Costume designer Deborah Lynn Scott reveals that some intricate Na’vi costumes in Avatar: The Way of Water took over 200 hours to construct.
Avatar: The Way of Water costume designer Deborah Lynn Scott explains why some Na’vi costumes took over 200 hours to make. Released 13 years after James Cameron’s record-breaking original, the sequel welcomes viewers back to the beautiful world of Pandora to continue the story of Jake (Sam Worthington), Neytiri (Zoe Saldaña), and their new family. Avatar: The Way of Water has earned rave reviews from audiences, who praise Cameron’s impressive world-building and the sequel’s jaw-dropping visual effects. While the first movie took place mainly in the jungles of Pandora, the sequel, as the name suggests, sees Jake and Neytiri move their family to an ocean community of Na’vi after the emergence of a new threat.
Like the first film, Avatar: The Way of Water built many costumes and props practically before those elements were then faithfully recreated using CGI. The Na’vi costumes, in particular, took hours of painstaking work, with Scott revealing in a recent interview with Variety that some pieces took over 200 hours to construct. Check out Scott’s full comment below when asked how long the costumes took to make:
“Depends on the costume. It started with a lot of research and development that goes into it. But what did the character and scene dictate to me and to Jim? We followed a lot of the template of the first movie and took it to a higher and more complicated standard. With the Na’vi world, I think on average it took around 200 hours per garment. That was without the research time before that to decide if it was going to be a real shell, a 3D-printed shell or a laminate shell. We kept returning to the natural world and the natural shells because those are the ones that really give life. We found that all this magic of 3D printing, which we did in some cases to augment, wasn’t as good as what was real, handcrafted, sculpted by hand and individual bespoke pieces.”
Why The Way Of Water’s VFX Are So Groundbreaking
Cameron first had the idea for Avatar back in the mid-1990s but had to put the project on the back burner because the technology simply didn’t exist to make the movie. The director then pioneered a number of groundbreaking visual effects techniques in order to bring his vision for the film to life, and he’s done the same for Avatar: The Way of Water. Determined to have much of the film actually take place in and around water environments, Cameron spearheaded the development of new VFX and underwater performance capture technology, which involved filming stars like Worthington, Saldaña, Kate Winslet, Sigourney Weaver, and Cliff Curtis in a massive water tank.

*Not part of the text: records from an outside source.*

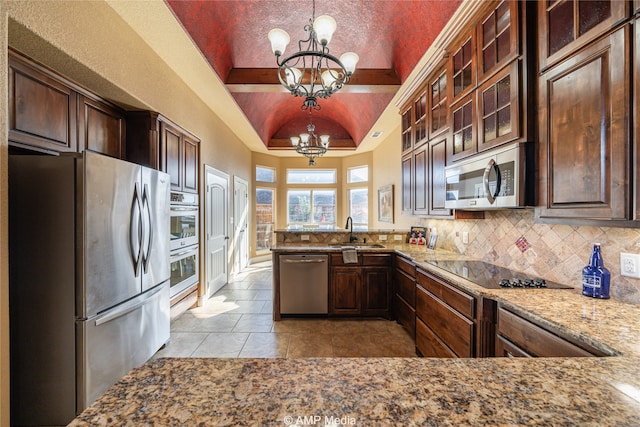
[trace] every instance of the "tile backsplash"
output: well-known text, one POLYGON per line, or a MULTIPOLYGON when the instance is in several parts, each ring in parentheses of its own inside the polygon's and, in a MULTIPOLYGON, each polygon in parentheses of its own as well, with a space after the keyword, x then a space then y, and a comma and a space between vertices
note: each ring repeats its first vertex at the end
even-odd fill
POLYGON ((539 224, 532 209, 487 211, 481 220, 420 219, 416 225, 435 228, 438 248, 566 283, 576 292, 593 243, 599 242, 612 297, 640 304, 640 279, 620 275, 620 252, 640 253, 638 229, 539 224))

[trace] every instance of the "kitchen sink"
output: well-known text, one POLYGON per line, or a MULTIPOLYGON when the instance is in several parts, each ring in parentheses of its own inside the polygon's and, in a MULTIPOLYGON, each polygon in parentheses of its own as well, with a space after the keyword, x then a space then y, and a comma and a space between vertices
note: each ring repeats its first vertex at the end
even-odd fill
POLYGON ((386 246, 379 243, 330 243, 331 248, 356 248, 356 249, 384 249, 386 246))

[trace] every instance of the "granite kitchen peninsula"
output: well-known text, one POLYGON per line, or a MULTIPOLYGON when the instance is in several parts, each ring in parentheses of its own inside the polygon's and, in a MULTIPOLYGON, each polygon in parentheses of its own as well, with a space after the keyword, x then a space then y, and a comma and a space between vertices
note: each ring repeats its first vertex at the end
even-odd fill
MULTIPOLYGON (((336 250, 322 244, 304 246, 336 250)), ((281 426, 316 416, 320 425, 638 425, 640 307, 578 290, 486 289, 426 262, 456 254, 406 244, 370 250, 608 357, 157 359, 70 425, 281 426)))

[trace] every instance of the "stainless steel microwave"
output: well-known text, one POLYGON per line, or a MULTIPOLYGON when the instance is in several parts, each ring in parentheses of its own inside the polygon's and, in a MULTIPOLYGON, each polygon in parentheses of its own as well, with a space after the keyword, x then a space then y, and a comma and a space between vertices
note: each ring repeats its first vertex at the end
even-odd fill
POLYGON ((447 166, 445 207, 488 210, 533 204, 532 145, 513 144, 447 166))

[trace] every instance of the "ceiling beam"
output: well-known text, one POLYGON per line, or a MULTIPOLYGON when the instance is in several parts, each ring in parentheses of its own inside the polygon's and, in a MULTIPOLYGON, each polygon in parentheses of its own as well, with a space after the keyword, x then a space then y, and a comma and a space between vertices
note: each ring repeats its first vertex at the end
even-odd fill
MULTIPOLYGON (((284 139, 284 138, 271 138, 267 148, 269 150, 293 150, 293 147, 291 146, 291 140, 284 139)), ((330 139, 329 140, 329 151, 355 150, 355 149, 356 149, 356 144, 353 142, 353 139, 330 139)))
MULTIPOLYGON (((277 68, 232 68, 227 77, 229 92, 286 92, 278 80, 277 68)), ((351 76, 343 93, 396 93, 400 78, 393 69, 358 69, 351 76)))

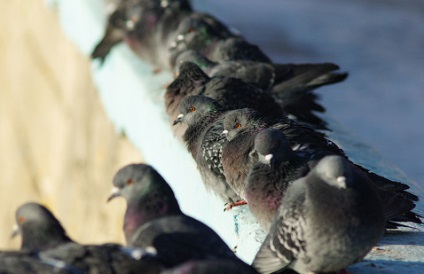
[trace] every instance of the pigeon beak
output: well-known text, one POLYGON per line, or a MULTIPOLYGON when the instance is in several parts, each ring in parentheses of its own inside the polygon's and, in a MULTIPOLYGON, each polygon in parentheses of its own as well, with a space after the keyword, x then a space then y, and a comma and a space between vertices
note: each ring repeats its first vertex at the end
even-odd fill
POLYGON ((175 126, 176 124, 179 124, 183 121, 184 118, 184 114, 180 113, 177 116, 177 119, 174 120, 174 123, 172 124, 173 126, 175 126))
POLYGON ((112 199, 119 197, 119 196, 121 196, 121 190, 115 186, 114 188, 112 188, 112 192, 111 192, 109 198, 107 198, 107 202, 109 203, 112 199))
POLYGON ((228 134, 228 130, 224 129, 224 131, 221 132, 221 135, 227 135, 228 134))
POLYGON ((14 224, 12 227, 12 234, 10 235, 10 238, 15 238, 19 234, 21 234, 21 229, 17 224, 14 224))

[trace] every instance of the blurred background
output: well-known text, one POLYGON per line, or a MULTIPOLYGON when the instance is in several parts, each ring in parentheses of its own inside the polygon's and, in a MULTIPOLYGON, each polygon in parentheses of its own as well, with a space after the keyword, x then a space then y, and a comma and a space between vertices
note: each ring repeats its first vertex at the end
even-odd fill
MULTIPOLYGON (((105 201, 116 170, 142 155, 107 118, 87 52, 64 34, 57 5, 65 1, 0 1, 0 249, 19 246, 9 235, 27 201, 50 207, 80 242, 123 241, 124 201, 105 201)), ((193 4, 275 62, 348 71, 344 83, 318 90, 328 115, 424 186, 423 1, 193 4)))
POLYGON ((0 249, 19 247, 9 235, 27 201, 80 242, 122 242, 125 203, 106 199, 117 169, 142 158, 107 118, 89 57, 42 0, 0 1, 0 25, 0 249))

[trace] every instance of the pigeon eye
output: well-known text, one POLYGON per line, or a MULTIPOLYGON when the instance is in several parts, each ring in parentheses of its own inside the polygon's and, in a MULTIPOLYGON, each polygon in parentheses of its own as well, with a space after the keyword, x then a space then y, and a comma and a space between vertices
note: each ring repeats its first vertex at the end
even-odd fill
POLYGON ((234 126, 234 128, 241 128, 241 124, 240 124, 240 123, 237 123, 237 124, 234 126))
POLYGON ((187 33, 192 33, 192 32, 194 32, 194 28, 189 28, 189 29, 187 30, 187 33))
POLYGON ((195 111, 196 111, 196 108, 195 108, 195 107, 193 107, 193 106, 191 106, 191 107, 188 109, 188 111, 190 111, 190 112, 195 112, 195 111))
POLYGON ((22 224, 23 222, 25 222, 25 218, 22 216, 19 216, 18 223, 22 224))
POLYGON ((134 183, 133 179, 128 179, 127 186, 132 185, 134 183))

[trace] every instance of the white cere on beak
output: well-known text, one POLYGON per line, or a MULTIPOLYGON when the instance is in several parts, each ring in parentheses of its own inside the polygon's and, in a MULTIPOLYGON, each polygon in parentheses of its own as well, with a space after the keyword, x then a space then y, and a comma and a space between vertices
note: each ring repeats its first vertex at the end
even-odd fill
POLYGON ((127 26, 127 28, 128 28, 129 30, 134 30, 134 27, 135 27, 134 21, 133 21, 133 20, 128 20, 128 21, 126 22, 126 26, 127 26))
POLYGON ((184 35, 179 34, 179 35, 177 36, 177 41, 181 41, 181 40, 184 40, 184 35))
POLYGON ((160 2, 160 6, 161 6, 162 8, 166 8, 166 7, 168 7, 168 5, 169 5, 169 3, 168 3, 168 1, 167 1, 167 0, 162 0, 162 1, 160 2))
POLYGON ((184 117, 184 114, 180 113, 180 114, 178 114, 177 119, 180 119, 180 118, 183 118, 183 117, 184 117))
POLYGON ((119 189, 118 187, 114 186, 114 187, 112 188, 112 191, 110 192, 110 194, 111 194, 111 195, 115 195, 115 194, 117 194, 119 191, 120 191, 120 189, 119 189))
POLYGON ((274 157, 273 154, 267 154, 267 155, 265 155, 265 160, 269 163, 269 162, 271 162, 272 157, 274 157))
POLYGON ((222 131, 222 134, 228 134, 228 130, 224 129, 224 131, 222 131))
POLYGON ((337 177, 336 181, 341 188, 346 188, 346 177, 345 176, 337 177))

In addition to investing in visual effects tools and technology that didn’t previously exist, the production’s commitment to building many props and costumes practically ultimately helps to sell the final effect. When VFX artists are able to hold a prop or costume in their hands to understand its texture and rigidity, in addition to better understanding how it interacts with water, sunlight, and movement, that asset can then be more faithfully recreated in CGI form in the film. While recreating Avatar: The Way of Water’s Pandora’s environment in the real world is essentially an impossible task, behind-the-scenes video and images also show that each scene is blocked out on a stage so that actors wearing performance capture suits can move through the environment in a genuine way.
In addition to the visual effects themselves, parts of Cameron’s latest sequel are also presented at higher frame rates, meaning motion appears to be more fluid than at the more traditional 24 frames per second. Considering Avatar 3 has already been filmed, it’s very likely that, in 2024, audiences will get to return to Pandora once more. With fans almost unanimously agreeing that Avatar: The Way of Water‘s visual effects are breathtaking and second to none, the subsequent sequels will likely push this to an even more impressive level than ever before.